Dir: Oren Peli. US. 2008. 85 mins.
A cleverly marketed mock-nonfiction thriller that unfolds with no opening or closing credits, only a title card thanking the families of those glimpsed onscreen, Paranormal Activity works best as an experiential exercise in shared skittishness.
Studios have for years been trying to seize upon and exploit the same viral, is-it-real? promotional scheme that Artisan Entertainment used to propel The Blair Witch Project to a nearly $250 million worldwide gross. Many movies have copycatted the format and low-fidelity style, with most, like The St. Francisville Experiment, never escaping the festival circuit. With its $88m domestic gross to date against a sub-$15,000 production budget, Paranormal Activity now stands as most profitable film ever made based on return-on-investment calculations.

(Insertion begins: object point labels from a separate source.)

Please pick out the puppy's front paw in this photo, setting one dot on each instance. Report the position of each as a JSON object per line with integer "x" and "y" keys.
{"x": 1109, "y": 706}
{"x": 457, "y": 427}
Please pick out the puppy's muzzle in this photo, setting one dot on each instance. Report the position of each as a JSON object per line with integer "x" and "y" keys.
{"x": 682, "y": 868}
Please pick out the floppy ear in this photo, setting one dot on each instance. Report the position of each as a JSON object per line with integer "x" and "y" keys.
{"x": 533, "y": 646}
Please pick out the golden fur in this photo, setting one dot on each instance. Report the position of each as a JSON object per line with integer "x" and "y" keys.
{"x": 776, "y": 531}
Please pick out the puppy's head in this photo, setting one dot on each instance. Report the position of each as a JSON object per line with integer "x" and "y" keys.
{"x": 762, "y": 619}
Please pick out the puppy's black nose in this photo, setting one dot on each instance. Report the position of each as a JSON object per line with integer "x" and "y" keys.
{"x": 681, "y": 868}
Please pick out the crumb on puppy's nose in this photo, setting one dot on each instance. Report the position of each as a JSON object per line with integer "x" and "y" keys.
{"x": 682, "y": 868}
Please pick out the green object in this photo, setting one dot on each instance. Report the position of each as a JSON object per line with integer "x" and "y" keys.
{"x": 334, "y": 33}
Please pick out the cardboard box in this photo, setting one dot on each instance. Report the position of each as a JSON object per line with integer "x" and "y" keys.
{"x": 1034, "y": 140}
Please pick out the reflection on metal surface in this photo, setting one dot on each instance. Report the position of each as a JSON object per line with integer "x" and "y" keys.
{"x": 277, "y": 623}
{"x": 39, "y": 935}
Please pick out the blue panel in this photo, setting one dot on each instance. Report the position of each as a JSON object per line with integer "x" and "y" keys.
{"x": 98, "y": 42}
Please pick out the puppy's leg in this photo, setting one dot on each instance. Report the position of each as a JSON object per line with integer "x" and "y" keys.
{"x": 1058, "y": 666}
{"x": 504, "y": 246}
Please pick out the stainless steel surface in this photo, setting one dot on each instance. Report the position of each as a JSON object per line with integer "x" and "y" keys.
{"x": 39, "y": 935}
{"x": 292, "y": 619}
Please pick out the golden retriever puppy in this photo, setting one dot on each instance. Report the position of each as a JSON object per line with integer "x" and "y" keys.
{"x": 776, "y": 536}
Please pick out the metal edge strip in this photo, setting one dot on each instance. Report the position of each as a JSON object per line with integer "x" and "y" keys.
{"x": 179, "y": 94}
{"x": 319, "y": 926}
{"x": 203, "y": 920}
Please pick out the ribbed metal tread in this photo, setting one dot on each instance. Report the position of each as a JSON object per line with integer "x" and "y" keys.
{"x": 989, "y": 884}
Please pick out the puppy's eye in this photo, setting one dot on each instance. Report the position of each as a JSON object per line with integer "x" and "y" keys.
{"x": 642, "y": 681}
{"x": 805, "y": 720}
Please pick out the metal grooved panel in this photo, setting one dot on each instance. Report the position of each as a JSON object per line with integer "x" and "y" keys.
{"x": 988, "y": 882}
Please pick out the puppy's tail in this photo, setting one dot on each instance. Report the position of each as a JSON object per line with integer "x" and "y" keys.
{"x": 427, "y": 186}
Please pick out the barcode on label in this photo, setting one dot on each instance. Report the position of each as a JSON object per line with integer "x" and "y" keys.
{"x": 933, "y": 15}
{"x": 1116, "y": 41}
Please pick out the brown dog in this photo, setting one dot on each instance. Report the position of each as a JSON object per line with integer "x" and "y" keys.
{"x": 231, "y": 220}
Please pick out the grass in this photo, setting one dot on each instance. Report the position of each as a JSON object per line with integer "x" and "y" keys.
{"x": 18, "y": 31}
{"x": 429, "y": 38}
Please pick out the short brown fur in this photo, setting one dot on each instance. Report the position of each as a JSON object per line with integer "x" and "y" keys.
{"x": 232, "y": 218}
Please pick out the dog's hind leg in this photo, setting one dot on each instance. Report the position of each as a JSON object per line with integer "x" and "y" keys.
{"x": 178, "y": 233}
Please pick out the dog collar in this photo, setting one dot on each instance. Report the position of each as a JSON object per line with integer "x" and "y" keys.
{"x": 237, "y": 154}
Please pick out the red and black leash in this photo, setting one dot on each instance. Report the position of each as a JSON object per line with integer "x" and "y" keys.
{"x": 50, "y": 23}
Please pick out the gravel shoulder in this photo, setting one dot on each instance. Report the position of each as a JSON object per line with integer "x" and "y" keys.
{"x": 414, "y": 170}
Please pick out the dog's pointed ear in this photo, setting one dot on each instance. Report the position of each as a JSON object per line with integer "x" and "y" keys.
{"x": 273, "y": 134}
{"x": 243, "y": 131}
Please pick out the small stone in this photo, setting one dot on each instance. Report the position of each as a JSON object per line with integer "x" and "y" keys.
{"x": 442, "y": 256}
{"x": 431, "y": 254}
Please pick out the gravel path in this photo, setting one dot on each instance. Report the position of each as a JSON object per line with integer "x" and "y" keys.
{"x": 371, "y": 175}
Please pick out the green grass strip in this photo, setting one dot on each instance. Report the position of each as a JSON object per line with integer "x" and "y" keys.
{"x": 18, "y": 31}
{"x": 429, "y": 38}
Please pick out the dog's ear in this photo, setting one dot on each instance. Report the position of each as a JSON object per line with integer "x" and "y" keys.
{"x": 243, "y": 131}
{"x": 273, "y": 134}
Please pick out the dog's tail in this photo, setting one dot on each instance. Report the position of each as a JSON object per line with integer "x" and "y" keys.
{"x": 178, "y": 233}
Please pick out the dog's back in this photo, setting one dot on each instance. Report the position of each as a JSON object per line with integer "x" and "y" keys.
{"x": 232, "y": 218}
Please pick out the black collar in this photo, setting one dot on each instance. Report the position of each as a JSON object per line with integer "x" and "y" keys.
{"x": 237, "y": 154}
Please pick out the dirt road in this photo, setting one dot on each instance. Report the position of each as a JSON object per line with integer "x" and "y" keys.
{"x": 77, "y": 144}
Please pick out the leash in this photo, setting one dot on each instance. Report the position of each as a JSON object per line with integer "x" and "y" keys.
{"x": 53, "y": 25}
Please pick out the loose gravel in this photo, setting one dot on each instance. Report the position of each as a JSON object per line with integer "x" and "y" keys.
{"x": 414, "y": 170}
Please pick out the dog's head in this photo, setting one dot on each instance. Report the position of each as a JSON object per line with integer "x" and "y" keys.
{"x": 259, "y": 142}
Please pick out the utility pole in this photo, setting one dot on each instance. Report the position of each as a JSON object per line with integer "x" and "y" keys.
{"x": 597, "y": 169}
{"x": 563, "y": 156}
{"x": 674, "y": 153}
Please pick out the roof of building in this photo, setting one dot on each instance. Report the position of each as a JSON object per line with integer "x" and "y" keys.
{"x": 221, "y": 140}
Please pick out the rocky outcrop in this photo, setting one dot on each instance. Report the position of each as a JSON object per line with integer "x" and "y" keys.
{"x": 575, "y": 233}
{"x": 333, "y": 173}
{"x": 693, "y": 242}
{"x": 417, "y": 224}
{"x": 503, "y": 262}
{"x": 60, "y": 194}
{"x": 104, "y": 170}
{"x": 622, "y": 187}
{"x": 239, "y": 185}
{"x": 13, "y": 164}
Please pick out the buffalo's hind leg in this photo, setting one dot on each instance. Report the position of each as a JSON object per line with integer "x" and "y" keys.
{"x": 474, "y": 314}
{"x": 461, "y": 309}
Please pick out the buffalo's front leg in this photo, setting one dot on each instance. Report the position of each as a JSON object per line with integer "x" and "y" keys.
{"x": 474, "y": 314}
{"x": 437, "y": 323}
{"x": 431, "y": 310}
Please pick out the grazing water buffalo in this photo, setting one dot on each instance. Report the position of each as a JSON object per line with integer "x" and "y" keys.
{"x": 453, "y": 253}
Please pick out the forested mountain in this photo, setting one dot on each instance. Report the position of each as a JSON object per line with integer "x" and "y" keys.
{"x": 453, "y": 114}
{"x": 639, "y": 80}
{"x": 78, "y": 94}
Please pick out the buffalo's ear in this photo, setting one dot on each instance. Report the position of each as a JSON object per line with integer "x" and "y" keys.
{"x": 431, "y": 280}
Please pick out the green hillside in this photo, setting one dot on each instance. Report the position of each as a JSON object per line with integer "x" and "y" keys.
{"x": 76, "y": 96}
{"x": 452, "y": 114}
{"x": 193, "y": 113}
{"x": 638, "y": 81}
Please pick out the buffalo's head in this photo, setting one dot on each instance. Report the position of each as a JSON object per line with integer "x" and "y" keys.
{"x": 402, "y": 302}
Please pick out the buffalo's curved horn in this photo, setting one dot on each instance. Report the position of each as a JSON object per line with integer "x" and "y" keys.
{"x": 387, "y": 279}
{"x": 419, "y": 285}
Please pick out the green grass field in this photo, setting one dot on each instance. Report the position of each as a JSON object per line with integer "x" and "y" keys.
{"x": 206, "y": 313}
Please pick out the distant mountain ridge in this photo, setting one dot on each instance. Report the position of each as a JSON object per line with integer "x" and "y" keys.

The story concerns a suburban couple, Katie (Featherston) and Micah (Sloat), who, having recently moved in together, find themselves besieged by increasingly intrusive nighttime visits from an unseen and possibly demonic presence. As night-time eeriness is captured by a camera set up by Micah, further conversations reveal that Katie has been experiencing such hauntings for nearly two decades, since before her house burned down as a child.
Using the genre’s typical first-person camerawork (see Cloverfield, REC, et al), writer-director Oren Peli trades in escalating uneasiness more than jump-scares. The dramatic hold of the couple’s arguments over how to best deal with the situation eventually starts to wane, and the back story fails to satisfy in any conventional way.
But what’s interesting here is the way in which Peli consistently wrings deep-focused dread from a narrow hallway outside the couple’s bedroom. Screen acting novices Featherston and Sloat, meanwhile, convey a believable, lived-in romantic rapport.
While transferred to 35mm, the movie still retains a basic handcrafted look and sound mix - the latter seemingly captured from in-camera microphones, if definitely embellished with stereo effect - that lend the story authenticity. Divorced from a collective viewing experience, though, the movie’s punch is diminished.